Perhaps most important for Haarla´s career in recent years has been her partnership with Ulf Krokfors. In addition to performing as a duo (Heart of a Bird, TUM CD 004, in 2003) and together in various groups led by others, Haarla and Krokfors have co-led a nine-member ensemble, Loco Motife (Penguin Beguine, TUM CD 011, in 2004). Krokfors is also featured in Haarla´s Finnish-Norwegian quintet, which has also included saxophonist Trygve Seim, trumpeter Mathias Eick and drummer Jon Christensen from Norway and has recorded two well-received albums for ECM Records (Northbound in 2004 and Vespers in 2010) touring extensively both in Europe and in North America. In addition, Krokfors was a founding member of the Iro Haarla Quintet (with trumpeter Verneri Pohjola, saxophonist Kari Heinilä and drummer Reino Laine) and the Iro Haarla Sextet, which was first introduced at the Pori Jazz Festival in July 2009 (with Heinilä, Pohjola, trombonist Jari Hongisto and Markku Ounaskari; Kolibri, TUM CD 035, in 2010). Both Haarla and Krokfors are also members of the Juhani Aaltonen Quartet (Conclusions, TUM CD 021, in 2008, and To Future Memories, TUM CD 036, in 2010). Haarla´s collaborations with Aaltonen started in various groups with Edward Vesala in the late 1970s and the 1980s and the three of them even formed a trio that performed at the Pori Jazz Festival in 1983. In addition to their work together in the Juhani Aaltonen Quartet, Aaltonen and Haarla have occasionally performed as a duo.

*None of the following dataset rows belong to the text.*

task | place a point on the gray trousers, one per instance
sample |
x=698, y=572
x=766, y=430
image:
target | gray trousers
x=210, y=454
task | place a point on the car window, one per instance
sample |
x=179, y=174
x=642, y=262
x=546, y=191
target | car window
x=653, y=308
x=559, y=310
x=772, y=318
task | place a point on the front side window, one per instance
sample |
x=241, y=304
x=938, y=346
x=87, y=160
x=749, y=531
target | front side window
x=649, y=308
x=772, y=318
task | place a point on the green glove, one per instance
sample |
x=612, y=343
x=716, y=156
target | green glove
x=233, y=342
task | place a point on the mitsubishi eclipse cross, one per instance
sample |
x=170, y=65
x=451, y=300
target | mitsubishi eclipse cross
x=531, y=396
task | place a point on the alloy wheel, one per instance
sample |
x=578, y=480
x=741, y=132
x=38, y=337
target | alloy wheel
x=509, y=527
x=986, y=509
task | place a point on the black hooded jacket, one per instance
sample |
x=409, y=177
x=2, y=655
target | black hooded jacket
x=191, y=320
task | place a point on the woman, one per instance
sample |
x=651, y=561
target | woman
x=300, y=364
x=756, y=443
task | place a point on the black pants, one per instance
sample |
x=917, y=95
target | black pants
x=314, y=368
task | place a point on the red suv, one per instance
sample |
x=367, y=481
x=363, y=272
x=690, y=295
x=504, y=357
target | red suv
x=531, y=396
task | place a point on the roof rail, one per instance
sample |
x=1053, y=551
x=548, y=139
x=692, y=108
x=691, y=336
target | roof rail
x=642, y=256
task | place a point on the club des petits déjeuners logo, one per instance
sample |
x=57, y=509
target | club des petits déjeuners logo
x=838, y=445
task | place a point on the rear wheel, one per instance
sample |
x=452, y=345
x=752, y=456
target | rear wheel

Haarla´s oeuvre as a composer has in recent years increasingly included orchestral works. One of her compositions was performed by the UMO Jazz Orchestra with Tomasz Stanko as the featured soloist in a concert broadcast by the European Broadcasting Union (EBU) in 2002. At the Tampere Jazz Happening in 2006 and again in Helsinki in 2007, UMO dedicated an entire concert to her compositions, with the latter concert being broadcast by EBU. In 2015, UMO performed a number of Haarla´s compositions, including two new commissions, in a series of concerts under the heading "UMO Plays Music of Iro Haarla and Edward Vesala" that formed part of UMO´s 40th anniversary celebration.
Haarla´s recent compositions also include five works for a string quartet and piano or harp, which premiered in Helsinki in 2008, and "Ante Lucem - Before Dawn…," a four-part composition for a jazz quintet and a symphony orchestra, premiered by the Iro Haarla Quintet with Norrlandsoperans Symfoniorkester at the Umeå Jazz Festival in Sweden in 2012. Haarla also arranged Tapani Rinne´s compositions for Pori Sinfonietta and the Pori Big Band in 2011 (Luhtahuitti).
In addition to improvised music, Haarla has also recorded and arranged popular music, including for a recording by the singer-songwriter Matti Johannes Koivu (Toisen maailman nimi in 2011).In 2006, Haarla received the Finnish Jazz Federation´s Yrjö Award as the Jazz Musician of the Year. Of Haarla´s recordings, Penguin Beguine received the Emma Award for the Best Finnish Jazz Recording of the Year in 2005 and Vespers in 2011.